Des études antérieures ont déjà montré que les courants provoqués par les tempêtes pouvaient avoir coulé ouvertement dans les mers peu profondes pendant cette période glaciale, bien que la plupart des preuves restent équivoques. Pour étudier les conditions au cours de cette période, Xiao et ses collègues ont examiné une fine couche d’ardoise sombre trouvée dans la forêt nationale de Shennongjia, dans le sud de la Chine, et datée de l’âge glaciaire marinoen. Les chercheurs pensent que la couche de schiste provient d’une boue océanique riche en minéraux qui s’est déposée aux latitudes moyennes, peut-être entre 30° et 40° nord.
Mais Xiao et son équipe ont découvert que le schiste regorgeait non seulement d’algues fossiles, mais aussi de composés azotés. Une épaisse couche de glace aurait isolé les océans de l’atmosphère, empêchant l’oxygène de pénétrer dans leurs eaux. Mais des composés azotés ont été trouvés à des niveaux similaires à ceux des océans modernes, suggérant des eaux bien oxygénées et dans lesquelles l’azote et l’oxygène pouvaient interagir librement.
Ces résultats suggèrent que la zone d’où provient le schiste pourrait ne pas avoir été recouverte de glace et donc être une demeure sûre dans laquelle les organismes photosynthétiques pourraient prospérer. Si cela est vrai, les simulations climatiques devraient être modifiées pour comprendre comment maintenir un océan ouvert pendant ces longues périodes de glace mondiale.

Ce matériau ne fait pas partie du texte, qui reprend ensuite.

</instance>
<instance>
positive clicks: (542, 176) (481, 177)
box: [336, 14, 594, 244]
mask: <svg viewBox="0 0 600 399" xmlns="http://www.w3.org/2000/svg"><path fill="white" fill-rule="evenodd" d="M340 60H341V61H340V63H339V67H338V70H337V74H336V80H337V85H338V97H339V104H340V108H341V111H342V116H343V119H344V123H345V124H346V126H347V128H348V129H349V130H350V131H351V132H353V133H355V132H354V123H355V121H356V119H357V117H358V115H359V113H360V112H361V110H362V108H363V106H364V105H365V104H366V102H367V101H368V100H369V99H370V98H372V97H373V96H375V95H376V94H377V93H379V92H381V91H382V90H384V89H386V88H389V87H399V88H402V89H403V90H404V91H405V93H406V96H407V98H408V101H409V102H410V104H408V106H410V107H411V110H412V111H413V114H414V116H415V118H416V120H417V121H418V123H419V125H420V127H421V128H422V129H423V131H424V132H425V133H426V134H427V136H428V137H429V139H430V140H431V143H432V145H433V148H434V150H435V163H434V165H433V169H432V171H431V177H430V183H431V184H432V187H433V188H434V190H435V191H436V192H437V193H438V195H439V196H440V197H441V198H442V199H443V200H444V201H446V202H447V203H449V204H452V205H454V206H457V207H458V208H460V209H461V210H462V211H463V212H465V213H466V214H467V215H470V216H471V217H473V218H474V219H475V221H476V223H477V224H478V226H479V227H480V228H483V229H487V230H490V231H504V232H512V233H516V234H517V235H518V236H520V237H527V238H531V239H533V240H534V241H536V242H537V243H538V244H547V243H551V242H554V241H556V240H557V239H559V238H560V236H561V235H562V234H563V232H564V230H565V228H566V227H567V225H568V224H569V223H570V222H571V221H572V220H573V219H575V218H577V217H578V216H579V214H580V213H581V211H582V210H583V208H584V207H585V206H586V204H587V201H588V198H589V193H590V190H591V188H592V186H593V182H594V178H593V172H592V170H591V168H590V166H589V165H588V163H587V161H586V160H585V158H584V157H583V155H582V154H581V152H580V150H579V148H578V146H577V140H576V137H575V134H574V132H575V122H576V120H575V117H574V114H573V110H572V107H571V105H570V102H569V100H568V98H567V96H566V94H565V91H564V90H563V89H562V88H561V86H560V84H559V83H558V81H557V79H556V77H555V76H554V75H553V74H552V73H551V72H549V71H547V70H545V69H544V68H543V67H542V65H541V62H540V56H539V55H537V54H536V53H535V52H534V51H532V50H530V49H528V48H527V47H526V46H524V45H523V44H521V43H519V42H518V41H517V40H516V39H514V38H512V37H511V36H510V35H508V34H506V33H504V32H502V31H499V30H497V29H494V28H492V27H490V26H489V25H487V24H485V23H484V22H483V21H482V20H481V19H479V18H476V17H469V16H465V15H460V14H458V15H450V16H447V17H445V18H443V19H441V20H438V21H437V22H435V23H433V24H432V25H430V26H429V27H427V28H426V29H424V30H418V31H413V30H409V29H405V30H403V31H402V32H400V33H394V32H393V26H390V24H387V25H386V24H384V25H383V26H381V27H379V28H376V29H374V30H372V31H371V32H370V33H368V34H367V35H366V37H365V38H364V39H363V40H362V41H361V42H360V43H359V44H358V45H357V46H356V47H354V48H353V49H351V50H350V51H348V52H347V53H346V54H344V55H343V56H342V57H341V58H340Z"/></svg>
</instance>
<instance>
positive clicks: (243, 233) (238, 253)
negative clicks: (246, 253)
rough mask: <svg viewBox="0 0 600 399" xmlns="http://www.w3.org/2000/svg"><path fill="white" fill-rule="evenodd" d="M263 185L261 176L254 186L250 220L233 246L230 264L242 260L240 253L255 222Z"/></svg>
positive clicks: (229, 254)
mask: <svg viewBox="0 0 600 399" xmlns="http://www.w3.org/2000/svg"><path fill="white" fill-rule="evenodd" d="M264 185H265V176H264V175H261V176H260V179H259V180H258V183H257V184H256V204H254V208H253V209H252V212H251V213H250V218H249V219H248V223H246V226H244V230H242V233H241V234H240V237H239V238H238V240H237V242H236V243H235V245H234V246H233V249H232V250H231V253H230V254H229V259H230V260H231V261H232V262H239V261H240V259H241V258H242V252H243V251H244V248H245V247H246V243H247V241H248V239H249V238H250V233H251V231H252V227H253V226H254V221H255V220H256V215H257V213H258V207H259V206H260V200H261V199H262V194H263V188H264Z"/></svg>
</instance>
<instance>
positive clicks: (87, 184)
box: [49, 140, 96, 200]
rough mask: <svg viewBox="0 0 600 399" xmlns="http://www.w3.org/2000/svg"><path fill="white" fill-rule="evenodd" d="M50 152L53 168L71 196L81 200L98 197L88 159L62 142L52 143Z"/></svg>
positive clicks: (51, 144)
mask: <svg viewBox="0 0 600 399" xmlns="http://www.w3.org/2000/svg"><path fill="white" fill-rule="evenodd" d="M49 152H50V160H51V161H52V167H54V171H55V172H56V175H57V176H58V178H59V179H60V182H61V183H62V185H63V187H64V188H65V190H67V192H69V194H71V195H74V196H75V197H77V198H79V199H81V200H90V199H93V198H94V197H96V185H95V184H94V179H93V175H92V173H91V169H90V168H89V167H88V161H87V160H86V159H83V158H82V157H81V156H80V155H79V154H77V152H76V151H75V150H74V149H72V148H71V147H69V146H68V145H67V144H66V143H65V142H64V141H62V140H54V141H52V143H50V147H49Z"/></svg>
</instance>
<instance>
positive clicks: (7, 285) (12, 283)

Les opposants à l’idée, comme Hoffman, continuent de penser qu’il est beaucoup plus probable que les fossiles d’algues microscopiques se soient réfugiés dans de petites piscines peu profondes d’eau douce formées directement au sommet des glaciers. Aujourd’hui, ces mares apparaissent dans les calottes glaciaires polaires et abritent des microbes adaptés au froid. Selon ce chercheur, toutes les algues modernes descendent d’espèces d’eau douce, ce qui suggère que celles qui vivaient dans les mers ont été éliminées pendant les périodes de la Terre boule de neige et ont dû évoluer à nouveau plus tard pour retourner dans l’océan. “Je ne vois pas la survie comme un problème -phrase Hofman- et cet article ne le résout pas non plus”.
Bien qu’une solution intermédiaire soit également possible, dans laquelle tout le monde a en partie raison. En fait, il pourrait y avoir eu un laps de temps où même l’équateur a gelé et les créatures vivantes ont été forcées dans les bassins glaciaires. Mais cet intervalle n’a peut-être pas duré toute la période glaciaire.
Les géologues savent que la couche de schiste sombre provient du Marin, mais on ne sait pas exactement quand elle s’est formée au cours de cette période glaciaire. Peut-être que les rochers témoignent des derniers jours de l’ère, une époque où les calottes glaciaires avaient déjà commencé à se retirer, une perspective avec laquelle Xiao et ses collègues sont d’accord.